This teenager’s condition, although extreme, is similar to the reality of millions of people who see life as an empty, monotonous, and purposeless existence. This nihilistic vision has shown itself in the various dimensions of human relationships. There is a constant devaluation of self, people, and nature. After all, if my life is not worth much, someone else’s life is worth even less.

And if life no longer makes sense, what is the most immediate conclusion? It is hedonism, summed up in the phrase: “Let us eat and drink, for tomorrow we die!” (1 Cor. 15:32). In other words: “Let us enjoy life and enjoy all kinds of pleasures, before existence ends.” Is this the path for a young Christian – to seek pleasures as a way of filling the needs of the soul?

Certainly not!

We need to understand that life is more than food, drink, pleasures, or fun. Human beings are not the measure of all things, and the stomach is not our god (Phil. 3:19). We all have a noble purpose for existence, which is to glorify God and do good to other people. If I could summarize this purpose in just one word, it would be “service.”
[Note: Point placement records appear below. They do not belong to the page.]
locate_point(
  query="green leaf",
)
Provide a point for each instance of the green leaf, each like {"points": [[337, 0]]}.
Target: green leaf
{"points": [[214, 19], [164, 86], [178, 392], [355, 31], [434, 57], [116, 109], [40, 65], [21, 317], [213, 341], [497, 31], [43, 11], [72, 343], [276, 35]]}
In his extraordinary book entitled Man’s Search for Meaning, Austrian psychiatrist Viktor Frankl described the horrors he experienced in the Auschwitz concentration camp during World War II. He observed that the prisoners who managed to survive so many atrocities were precisely those who found meaning in life by helping someone most in need. Many of them left their only piece of bread for the hungry and sick.

And you, have you found meaning in life by helping other people?